Napoli – L’urgenza è palpabile. Un violento nubifragio ha colpito la città e le aree limitrofe, trasformando strade e quartieri in fiumi in piena. La furia d’acqua ha messo in ginocchio zone già fragili, con la Protezione Civile costretta a mobilitare squadre d’emergenza. “Siamo in allerta, la situazione è critica”, ha dichiarato uno dei responsabili sul posto, evidenziando come le esondazioni stiano colpendo duramente tanto il centro storico quanto le periferie.
Il cuore della tempesta si è concentrato a Grazzanise, dove il fiume Volturno ha superato gli argini, mettendo a rischio le abitazioni. “Abbiamo dovuto posizionare sacchi di sabbia per arginare l’acqua”, ha raccontato un volontario, con gli occhi stanchi ma determinati. Il frastuono delle pompe idrovore si mescola alla preoccupazione di chi vive a pochi passi dalla furia dell’acqua.
A Montevergine, la neve ha complicato ulteriormente la situazione. Strade bloccate da frane hanno reso difficile l’accesso al santuario. Le squadre della Protezione Civile, armate di bobcat e spazzaneve, si sono date da fare per ripristinare il collegamento. Senza quella strada, la vita per alcune comunità irpine diventa quasi insostenibile.
A est, il Cervaro ha regalato altri grattacapi. L’esondazione ha interrotto la linea ferroviaria tra Ariano e Benevento, bloccando i treni e costringendo i passeggeri a una lunga attesa. “Abbiamo cercato di soccorrere i viaggiatori, ma con questa situazione è tutto complicato”, ha spiegato un volontario, mentre lo sguardo si perdeva nel panorama allagato.
La regione ha esteso l’allerta gialla. I terreni, già saturi d’acqua, non riusciranno a trattenere ulteriori precipitazioni. “Siamo monitorando h24”, ha assicurato l’assessora alla Protezione Civile, Fiorella Zabatta, mentre l’eco delle sirene risuona in lontananza. La paura di frane e mareggiate aleggia tra i cittadini, creando un senso di insicurezza palpabile.

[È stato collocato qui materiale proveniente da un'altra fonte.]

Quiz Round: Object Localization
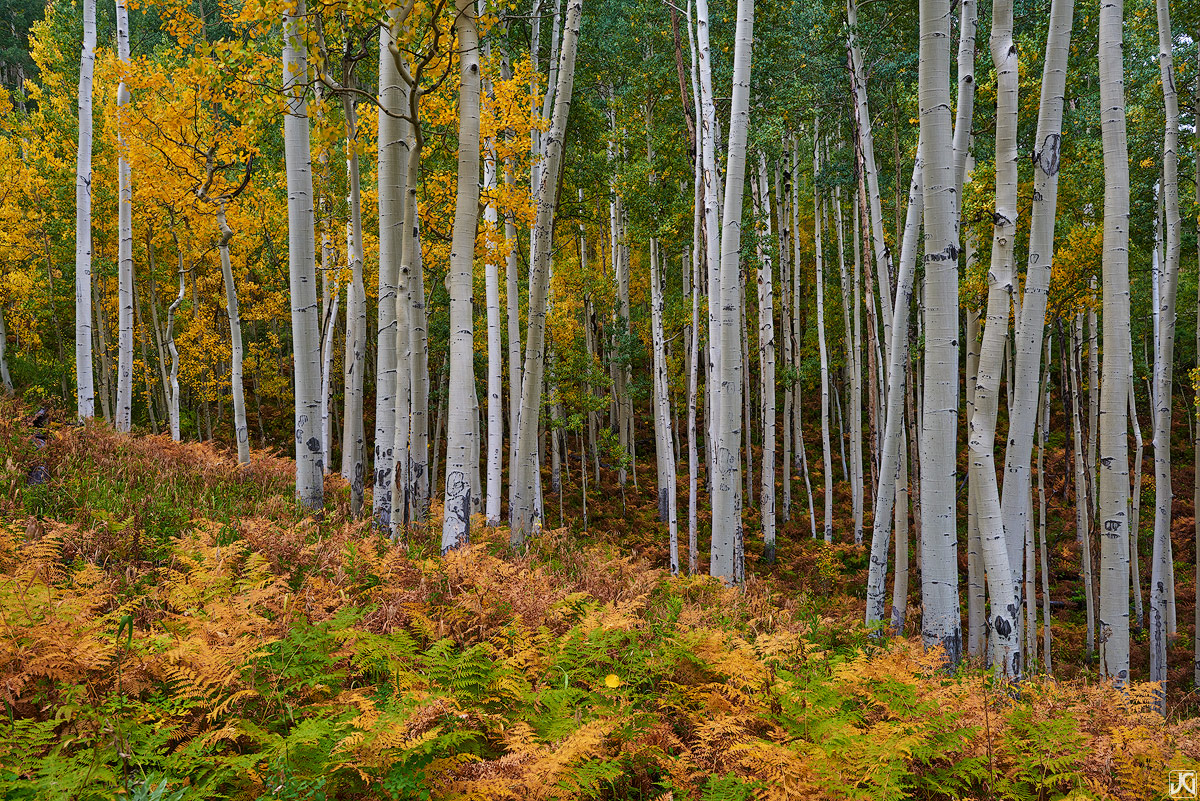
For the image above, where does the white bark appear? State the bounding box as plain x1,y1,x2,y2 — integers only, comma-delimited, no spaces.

Cinque zone sono state dichiarate a rischio: Napoli, le Isole, il Vesuviano, l’Alto Volturno e la Penisola Sorrentina. Anche un’assenza di nuovi temporali non garantisce tranquillità, dato che i corsi d’acqua rischiano di straripare in qualunque momento. Quanti altri eventi dovremo sopportare prima che la situazione si stabilizzi? Poche risposte e tanta incertezza alimentano il dibattito nei bar e nei mercati. La città è in balia del capriccio del tempo, e i napoletani scrutano il cielo in cerca di un cambiamento.